* A report released by the Department of Energy (DOE) Inspector General this week found that shipments of transuranic waste from Los Alamos National Laboratory (LANL) to the Waste Isolation Pilot Plant (WIPP) are running four years behind schedule. LANL was scheduled to finish shipping 40,000 drums of waste to WIPP by 2010, although the report estimates that shipment will not be completed until 2014 and will cost $70 million more than was budgeted.
The report attributes the delay to LANL's consistently not following the approved waste processing procedures. As part of the shipment process, LANL is required to characterize the waste to ensure that it meets WIPP acceptance criteria, review the data generated by the characterization process and ship the waste to WIPP. In October 2003, LANL improperly characterized 98 drums of waste and shipped them to WIPP illegally. Waste shipments from LANL were stopped following the incident and have yet to resume.
Due to such delays, DOE is out of compliance with its agreement with the New Mexico Environment Department (NMED) and the Environmental Protection Agency. The agreement, which was signed in May 2002, required that DOE remove all of its high-risk transuranic waste from LANL by December 2004. However, only 168 of 2,300 high-risk drums have been shipped. This delay is due in large part to waste characterization problems that have halted characterization for years at a time. The report finds, "[DOE] will not meet its transuranic waste disposal commitments because [LANL] did not adhere to waste certification requirements."
DOE agreed that they must re-evaluate characterization practices at LANL in order to retain shipping schedules. However, DOE contended that it is too early to determine whether they will meet their 2010 deadline. They argue that they will finish shipping high-risk waste by October 2005, although shipment will not resume until May.
Activists believe that characterization problems for transuranic waste may exist across the entire DOE complex, particularly given recent characterization problems at the Idaho National Laboratory (INL).

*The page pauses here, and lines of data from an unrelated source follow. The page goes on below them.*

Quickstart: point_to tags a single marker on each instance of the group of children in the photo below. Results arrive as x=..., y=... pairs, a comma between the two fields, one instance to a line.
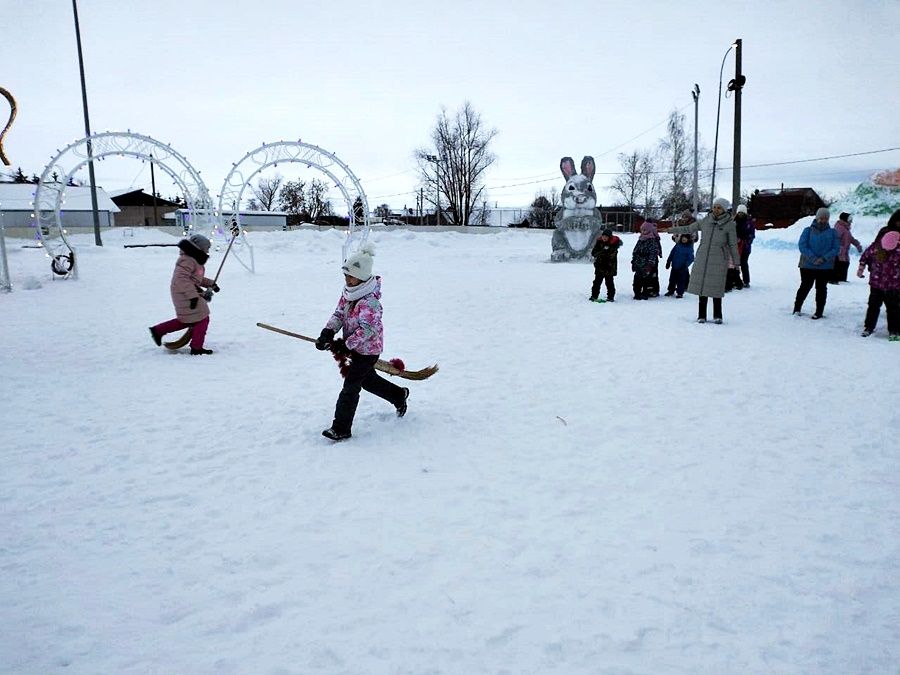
x=645, y=259
x=881, y=258
x=359, y=313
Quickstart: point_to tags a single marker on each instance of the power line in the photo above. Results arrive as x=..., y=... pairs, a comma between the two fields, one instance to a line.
x=816, y=159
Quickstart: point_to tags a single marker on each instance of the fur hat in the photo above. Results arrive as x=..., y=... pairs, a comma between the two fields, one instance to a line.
x=359, y=263
x=889, y=240
x=200, y=242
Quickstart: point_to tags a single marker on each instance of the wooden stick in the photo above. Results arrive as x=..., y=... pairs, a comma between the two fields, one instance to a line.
x=380, y=364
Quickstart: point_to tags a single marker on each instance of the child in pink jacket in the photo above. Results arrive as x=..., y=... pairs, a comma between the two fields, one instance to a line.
x=883, y=260
x=358, y=315
x=191, y=293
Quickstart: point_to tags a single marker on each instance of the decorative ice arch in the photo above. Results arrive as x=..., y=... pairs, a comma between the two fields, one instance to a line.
x=49, y=195
x=270, y=154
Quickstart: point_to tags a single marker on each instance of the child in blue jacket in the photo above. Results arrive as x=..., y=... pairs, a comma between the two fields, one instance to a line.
x=679, y=261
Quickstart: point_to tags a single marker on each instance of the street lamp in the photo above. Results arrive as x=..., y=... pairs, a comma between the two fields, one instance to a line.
x=712, y=195
x=437, y=183
x=87, y=131
x=695, y=92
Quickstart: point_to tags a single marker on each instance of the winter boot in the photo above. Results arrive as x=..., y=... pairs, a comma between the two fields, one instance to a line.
x=334, y=435
x=401, y=407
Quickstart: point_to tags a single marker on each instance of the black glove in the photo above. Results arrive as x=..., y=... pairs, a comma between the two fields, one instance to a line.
x=325, y=339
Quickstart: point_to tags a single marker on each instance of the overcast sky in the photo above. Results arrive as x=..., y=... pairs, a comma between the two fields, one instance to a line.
x=366, y=80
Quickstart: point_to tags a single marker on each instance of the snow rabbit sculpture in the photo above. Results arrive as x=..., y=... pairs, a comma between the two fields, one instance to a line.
x=579, y=222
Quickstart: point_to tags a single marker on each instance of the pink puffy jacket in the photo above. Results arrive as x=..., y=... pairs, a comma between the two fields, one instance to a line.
x=361, y=322
x=188, y=275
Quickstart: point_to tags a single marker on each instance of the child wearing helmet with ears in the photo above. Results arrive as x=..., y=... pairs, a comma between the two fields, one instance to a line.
x=191, y=292
x=358, y=315
x=882, y=258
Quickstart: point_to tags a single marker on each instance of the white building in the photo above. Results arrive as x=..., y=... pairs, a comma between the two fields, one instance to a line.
x=16, y=207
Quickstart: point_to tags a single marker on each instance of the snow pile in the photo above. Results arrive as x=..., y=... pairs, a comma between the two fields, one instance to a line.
x=582, y=488
x=870, y=198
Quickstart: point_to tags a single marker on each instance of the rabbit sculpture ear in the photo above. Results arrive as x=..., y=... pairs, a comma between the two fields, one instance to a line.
x=567, y=166
x=587, y=167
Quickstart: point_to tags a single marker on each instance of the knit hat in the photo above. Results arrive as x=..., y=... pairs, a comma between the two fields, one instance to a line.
x=889, y=240
x=200, y=242
x=359, y=263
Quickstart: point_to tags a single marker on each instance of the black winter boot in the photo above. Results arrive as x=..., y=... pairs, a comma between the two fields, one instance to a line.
x=401, y=408
x=333, y=435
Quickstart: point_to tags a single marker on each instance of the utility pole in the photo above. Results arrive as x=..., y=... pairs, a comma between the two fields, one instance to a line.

NMED recently reached a settlement with DOE and Washington TRU Solutions, WIPP's managing contractor, following the shipment of more than 100 drums of improperly characterized waste from INL. While the initial fine from NMED to DOE topped $2 million, the final settlement stipulates a $90,000 penalty, with $600,000 per year for three years to be directed to an environmental oversight bureau at WIPP.
The settlement also found that the waste from INL does not threaten human health or the environment, although DOE and Washington TRU Solutions provided a removal plan to NMED should the waste have been found to pose a risk.
The parties also agreed that the settlement cannot be used to demonstrate compliance history of Washington TRU Solutions in cases of future violations. The contract for Washington TRU Solutions to manage WIPP was recently extended by five years, during which the company estimates that it will receive 20,000 additional cubic meters of waste at WIPP by 2010.
Joni Arends, of Concerned Citizens for Nuclear Safety, said, "Given DOE's inadequate performance thus far, we highly doubt that these ambitious schedules will be met."